Ten years after April’s murder, her killer dies in prison, still proclaiming his innocence. Hannah, April’s then-roommate and friend, is left uneasy. It was her evidence that put John Neville away, after all, and if he wasn’t really guilty, then she’s responsible for his false imprisonment – plus, it would mean April’s real killer is still out there.
I’m going to split this review into what I did and didn’t like, starting with the negatives.
The not-so-good: Once again, this thriller was filled with a lot of tired tropes, mostly around April herself. April is the quintessential it girl, as the title suggests. She’s wealthy, talented, smart, charming, and utterly repugnant. I don’t understand characters like this, or more accurately, I don’t understand what about them draws other people to them. In real life, everyone would have hated this girl. She’s mean, ruthless, unapologetic, backstabbing, self-serving, and whiny.
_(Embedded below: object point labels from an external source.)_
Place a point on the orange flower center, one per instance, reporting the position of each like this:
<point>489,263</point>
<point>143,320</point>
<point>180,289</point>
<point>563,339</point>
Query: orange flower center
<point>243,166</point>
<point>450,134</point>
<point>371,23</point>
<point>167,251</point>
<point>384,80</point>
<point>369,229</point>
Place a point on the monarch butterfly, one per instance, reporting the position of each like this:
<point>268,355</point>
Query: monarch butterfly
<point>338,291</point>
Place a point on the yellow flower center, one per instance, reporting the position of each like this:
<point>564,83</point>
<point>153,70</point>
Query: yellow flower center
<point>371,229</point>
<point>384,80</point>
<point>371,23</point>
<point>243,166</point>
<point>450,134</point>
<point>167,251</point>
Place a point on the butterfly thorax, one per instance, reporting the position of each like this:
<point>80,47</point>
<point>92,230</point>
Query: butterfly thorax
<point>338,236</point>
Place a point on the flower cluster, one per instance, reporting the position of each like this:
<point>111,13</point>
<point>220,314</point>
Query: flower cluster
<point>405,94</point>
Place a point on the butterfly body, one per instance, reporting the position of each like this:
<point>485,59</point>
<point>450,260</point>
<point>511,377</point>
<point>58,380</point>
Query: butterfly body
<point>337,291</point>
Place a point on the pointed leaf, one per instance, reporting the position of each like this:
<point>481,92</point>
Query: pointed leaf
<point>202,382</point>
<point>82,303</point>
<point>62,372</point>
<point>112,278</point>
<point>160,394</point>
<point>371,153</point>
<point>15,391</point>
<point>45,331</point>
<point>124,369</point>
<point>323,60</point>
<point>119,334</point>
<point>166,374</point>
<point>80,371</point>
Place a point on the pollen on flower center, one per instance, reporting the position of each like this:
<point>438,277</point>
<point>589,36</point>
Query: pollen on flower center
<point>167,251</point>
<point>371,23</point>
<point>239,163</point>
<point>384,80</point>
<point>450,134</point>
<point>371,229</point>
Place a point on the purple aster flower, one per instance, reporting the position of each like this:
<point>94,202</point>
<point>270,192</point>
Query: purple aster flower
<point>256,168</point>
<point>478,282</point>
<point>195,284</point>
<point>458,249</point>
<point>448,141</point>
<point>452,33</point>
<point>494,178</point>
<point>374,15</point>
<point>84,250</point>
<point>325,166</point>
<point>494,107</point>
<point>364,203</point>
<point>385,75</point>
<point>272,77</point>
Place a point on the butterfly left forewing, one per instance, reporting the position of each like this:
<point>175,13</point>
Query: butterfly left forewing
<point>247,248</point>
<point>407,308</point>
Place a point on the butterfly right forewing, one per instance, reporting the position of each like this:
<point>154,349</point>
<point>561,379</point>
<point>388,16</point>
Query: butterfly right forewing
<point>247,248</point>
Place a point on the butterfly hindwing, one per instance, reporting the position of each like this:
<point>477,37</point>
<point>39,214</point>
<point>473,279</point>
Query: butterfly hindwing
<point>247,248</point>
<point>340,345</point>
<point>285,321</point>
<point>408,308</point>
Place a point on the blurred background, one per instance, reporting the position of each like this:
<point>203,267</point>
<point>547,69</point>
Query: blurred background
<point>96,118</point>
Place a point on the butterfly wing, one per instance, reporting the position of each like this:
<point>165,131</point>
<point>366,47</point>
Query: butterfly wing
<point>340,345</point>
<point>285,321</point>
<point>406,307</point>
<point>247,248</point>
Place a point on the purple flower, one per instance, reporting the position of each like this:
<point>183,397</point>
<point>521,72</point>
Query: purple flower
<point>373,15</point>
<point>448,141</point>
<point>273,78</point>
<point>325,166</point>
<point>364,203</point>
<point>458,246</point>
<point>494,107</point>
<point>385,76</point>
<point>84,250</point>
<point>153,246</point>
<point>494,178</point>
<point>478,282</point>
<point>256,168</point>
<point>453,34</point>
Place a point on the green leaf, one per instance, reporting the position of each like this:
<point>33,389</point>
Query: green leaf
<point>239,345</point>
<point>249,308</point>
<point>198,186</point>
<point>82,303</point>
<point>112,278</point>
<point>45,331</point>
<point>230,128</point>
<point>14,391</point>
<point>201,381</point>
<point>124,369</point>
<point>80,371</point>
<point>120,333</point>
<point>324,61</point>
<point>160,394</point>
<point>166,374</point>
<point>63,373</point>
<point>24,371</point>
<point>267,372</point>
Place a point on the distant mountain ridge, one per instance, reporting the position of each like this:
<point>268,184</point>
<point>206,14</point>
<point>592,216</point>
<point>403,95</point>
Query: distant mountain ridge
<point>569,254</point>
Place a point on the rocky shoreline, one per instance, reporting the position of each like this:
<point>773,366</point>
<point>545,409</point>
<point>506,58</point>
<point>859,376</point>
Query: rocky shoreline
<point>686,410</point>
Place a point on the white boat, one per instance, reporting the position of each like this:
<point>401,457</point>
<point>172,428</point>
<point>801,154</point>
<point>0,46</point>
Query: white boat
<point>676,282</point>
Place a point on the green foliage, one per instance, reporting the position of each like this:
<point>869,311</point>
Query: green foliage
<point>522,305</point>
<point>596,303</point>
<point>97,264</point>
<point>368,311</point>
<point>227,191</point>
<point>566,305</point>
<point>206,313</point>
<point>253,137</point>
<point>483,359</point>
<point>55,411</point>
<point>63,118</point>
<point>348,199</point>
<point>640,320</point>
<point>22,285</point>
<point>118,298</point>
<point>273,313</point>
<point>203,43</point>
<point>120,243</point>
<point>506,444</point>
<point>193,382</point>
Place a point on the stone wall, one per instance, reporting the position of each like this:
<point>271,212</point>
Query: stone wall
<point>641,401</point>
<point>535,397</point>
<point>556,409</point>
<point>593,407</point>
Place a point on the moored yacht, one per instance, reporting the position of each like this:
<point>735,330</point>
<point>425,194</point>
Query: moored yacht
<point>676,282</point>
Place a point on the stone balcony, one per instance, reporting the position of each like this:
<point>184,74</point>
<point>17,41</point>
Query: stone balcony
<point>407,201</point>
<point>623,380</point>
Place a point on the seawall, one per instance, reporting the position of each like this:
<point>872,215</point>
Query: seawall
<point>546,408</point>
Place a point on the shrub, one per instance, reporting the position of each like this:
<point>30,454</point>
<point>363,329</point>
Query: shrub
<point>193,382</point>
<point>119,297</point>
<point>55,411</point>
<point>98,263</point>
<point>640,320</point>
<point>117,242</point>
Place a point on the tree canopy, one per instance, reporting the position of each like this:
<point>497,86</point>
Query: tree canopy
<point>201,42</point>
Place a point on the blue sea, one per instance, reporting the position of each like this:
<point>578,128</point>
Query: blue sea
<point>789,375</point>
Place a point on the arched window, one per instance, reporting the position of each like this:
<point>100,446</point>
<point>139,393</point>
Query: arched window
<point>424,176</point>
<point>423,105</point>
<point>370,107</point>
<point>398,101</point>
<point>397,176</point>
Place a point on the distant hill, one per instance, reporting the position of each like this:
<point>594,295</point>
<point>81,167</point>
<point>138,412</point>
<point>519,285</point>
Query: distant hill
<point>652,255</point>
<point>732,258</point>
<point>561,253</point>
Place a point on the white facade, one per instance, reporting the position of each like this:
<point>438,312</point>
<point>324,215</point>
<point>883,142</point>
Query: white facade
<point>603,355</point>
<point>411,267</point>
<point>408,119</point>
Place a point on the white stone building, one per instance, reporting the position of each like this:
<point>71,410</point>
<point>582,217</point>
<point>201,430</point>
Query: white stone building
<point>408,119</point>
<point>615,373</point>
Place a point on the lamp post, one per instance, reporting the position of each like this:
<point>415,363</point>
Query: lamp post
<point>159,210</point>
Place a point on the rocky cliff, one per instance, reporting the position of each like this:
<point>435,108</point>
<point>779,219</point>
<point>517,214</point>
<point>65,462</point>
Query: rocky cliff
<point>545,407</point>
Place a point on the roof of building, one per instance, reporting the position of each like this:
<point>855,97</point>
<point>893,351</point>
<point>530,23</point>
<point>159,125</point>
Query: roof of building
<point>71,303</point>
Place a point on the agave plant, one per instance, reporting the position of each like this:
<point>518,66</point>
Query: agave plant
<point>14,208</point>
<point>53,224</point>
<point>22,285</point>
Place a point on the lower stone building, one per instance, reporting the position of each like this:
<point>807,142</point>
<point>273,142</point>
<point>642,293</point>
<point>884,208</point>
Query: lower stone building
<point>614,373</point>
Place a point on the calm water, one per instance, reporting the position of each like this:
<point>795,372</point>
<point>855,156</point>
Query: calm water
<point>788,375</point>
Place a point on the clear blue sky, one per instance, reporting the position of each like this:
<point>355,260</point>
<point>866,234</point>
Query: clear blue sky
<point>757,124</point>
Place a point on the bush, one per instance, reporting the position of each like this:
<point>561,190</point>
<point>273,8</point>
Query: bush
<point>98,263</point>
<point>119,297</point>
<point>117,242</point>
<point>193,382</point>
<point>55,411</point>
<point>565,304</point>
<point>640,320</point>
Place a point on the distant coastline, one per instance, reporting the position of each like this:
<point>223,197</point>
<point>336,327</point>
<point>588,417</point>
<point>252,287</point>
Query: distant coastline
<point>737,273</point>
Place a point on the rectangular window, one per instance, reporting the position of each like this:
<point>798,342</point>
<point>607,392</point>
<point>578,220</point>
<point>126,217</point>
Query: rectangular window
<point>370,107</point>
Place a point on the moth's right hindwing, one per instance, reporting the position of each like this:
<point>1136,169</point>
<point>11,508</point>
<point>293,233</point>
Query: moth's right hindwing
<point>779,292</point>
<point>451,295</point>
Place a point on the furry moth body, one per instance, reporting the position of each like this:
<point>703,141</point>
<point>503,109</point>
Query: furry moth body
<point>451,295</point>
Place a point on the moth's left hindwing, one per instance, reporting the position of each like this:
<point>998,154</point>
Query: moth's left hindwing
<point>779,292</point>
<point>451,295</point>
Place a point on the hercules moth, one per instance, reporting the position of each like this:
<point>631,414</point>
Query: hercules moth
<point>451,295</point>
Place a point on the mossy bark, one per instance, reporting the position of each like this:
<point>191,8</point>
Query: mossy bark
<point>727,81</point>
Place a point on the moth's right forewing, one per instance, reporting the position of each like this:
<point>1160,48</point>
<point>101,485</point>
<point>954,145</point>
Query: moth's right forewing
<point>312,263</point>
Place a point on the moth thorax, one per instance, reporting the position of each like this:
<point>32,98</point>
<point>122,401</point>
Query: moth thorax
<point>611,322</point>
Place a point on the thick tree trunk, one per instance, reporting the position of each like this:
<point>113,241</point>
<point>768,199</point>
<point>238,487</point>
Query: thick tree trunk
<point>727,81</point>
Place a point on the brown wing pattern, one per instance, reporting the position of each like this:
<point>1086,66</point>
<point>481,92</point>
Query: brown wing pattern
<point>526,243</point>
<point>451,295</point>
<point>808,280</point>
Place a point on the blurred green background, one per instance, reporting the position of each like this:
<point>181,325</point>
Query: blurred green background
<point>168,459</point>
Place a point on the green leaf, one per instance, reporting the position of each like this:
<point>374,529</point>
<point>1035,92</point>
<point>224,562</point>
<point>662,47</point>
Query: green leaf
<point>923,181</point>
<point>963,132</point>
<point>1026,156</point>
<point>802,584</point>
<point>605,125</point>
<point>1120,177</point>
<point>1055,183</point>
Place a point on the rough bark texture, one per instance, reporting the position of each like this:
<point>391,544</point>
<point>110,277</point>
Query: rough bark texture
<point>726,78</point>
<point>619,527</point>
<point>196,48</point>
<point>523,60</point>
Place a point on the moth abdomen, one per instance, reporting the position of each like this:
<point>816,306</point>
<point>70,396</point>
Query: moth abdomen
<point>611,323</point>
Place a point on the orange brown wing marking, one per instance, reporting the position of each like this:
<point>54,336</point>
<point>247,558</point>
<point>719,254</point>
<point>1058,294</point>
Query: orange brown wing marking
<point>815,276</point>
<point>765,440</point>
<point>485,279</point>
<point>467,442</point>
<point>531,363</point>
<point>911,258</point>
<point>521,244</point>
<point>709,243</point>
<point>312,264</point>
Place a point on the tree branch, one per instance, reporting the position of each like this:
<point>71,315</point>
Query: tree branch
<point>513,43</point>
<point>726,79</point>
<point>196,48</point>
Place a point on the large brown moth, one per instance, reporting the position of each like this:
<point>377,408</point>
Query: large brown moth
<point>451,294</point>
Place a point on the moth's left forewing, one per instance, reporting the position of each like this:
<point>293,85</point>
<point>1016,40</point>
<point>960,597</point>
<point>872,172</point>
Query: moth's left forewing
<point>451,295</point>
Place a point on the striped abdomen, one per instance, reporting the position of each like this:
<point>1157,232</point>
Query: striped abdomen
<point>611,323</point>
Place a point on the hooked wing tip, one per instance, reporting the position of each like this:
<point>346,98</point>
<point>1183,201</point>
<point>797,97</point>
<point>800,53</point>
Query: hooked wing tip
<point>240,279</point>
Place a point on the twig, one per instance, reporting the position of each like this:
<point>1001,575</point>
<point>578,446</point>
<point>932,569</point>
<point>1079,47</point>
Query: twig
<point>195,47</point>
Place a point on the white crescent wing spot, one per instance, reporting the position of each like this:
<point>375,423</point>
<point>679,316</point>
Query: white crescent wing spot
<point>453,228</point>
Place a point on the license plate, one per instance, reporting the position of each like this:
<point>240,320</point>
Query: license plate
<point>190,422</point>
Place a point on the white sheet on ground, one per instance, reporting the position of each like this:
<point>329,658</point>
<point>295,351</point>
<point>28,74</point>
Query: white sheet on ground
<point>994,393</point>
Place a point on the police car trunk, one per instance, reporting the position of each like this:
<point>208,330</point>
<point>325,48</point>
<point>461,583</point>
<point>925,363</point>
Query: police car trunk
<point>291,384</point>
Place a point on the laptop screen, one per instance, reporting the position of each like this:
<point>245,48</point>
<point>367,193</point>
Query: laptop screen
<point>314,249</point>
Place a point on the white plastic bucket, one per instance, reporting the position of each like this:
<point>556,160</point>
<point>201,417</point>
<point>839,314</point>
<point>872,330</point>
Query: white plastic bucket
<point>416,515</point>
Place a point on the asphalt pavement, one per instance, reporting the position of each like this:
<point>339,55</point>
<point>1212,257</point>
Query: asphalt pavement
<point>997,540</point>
There’s not a single redeeming quality about her. “Rich” and “pretty” and “smart” aren’t redeeming qualities. And yeah, people flock to those sorts of folks in real life, but only to get what they can from them, or to bask in reflected glory. No one actually thinks that they’re friends.
But in fiction – especially thrillers – this happens all the time. No matter how often people are dumped on by the it girl, they keep claiming that she’s such a good person with a good heart. Same here. Hannah doesn’t even seem to like April, yet continues to claim that they’re best friends even ten years after April’s death. It’s ridiculous.
Beyond that, the whodunnit portion was extremely predictable, the police were incompetent to a point of disbelief in their investigation, and the killer’s supposed motives were less than compelling. Thriller/mystery-wise, this wasn’t very good.
The good part: Having said all that, I actually think I’m swayed into liking the book more than disliking it because the thriller/mystery portion was almost superfluous. This felt more like a book about a specific important issue, with the plot built up around said issue in order to address it in a non-threatening way. Maybe it wasn’t intentional, but my take on The It Girl was that it was a good about power dynamics between men and women, and the way women are gaslit by society. It’s a statement on not-all-men and on rape culture and the way women are dismissed when they report threats. Not to mention the way that they dismiss threats themselves because they’ve been taught that their instincts can’t be trusted.
Regardless of whether John Neville killed April, he was a big ol’ creepo. His behavior was very much not okay, and yet it’s dismissed as harmless, old-fashioned, or even helpful. For example, at one point he takes a package up to Hannah’s dorm room and enters the room when no one is home, without permission. He claims that he was simply being helpful because the package didn’t fit in her mailbox, but he literally broke into her room when she wasn’t home. Then got mad at her and called her ungrateful when she was upset that he did this. This sort of behavior, which begins with escorting Hannah to places on campus even when she doesn’t want him to, and escalates from there, so obviously crosses a line when viewed from a distance. However, Hannah keeps second-guessing herself about the thing Neville says and does, and his motives. She won’t report him, and the one time she tries, her fears are almost outright dismissed by administrators.
Of course, John Neville isn’t the only flavor of creepo in this book. On the flip side, you also have the advisor who holds exclusive parties for “select students” aka mostly pretty women with only enough guys to claim this isn’t what he’s doing. Everyone finds Neville a bit weird and creepy, but most find the advisor smart, charming, affable, and harmless. I can’t imagine just how many undergrads he managed to sleep with over his years.
Those are the things that made this book for me, those dynamics, those thematic elements. Reading for thriller alone? Not worth it. Reading for some depth, and this has plenty to find.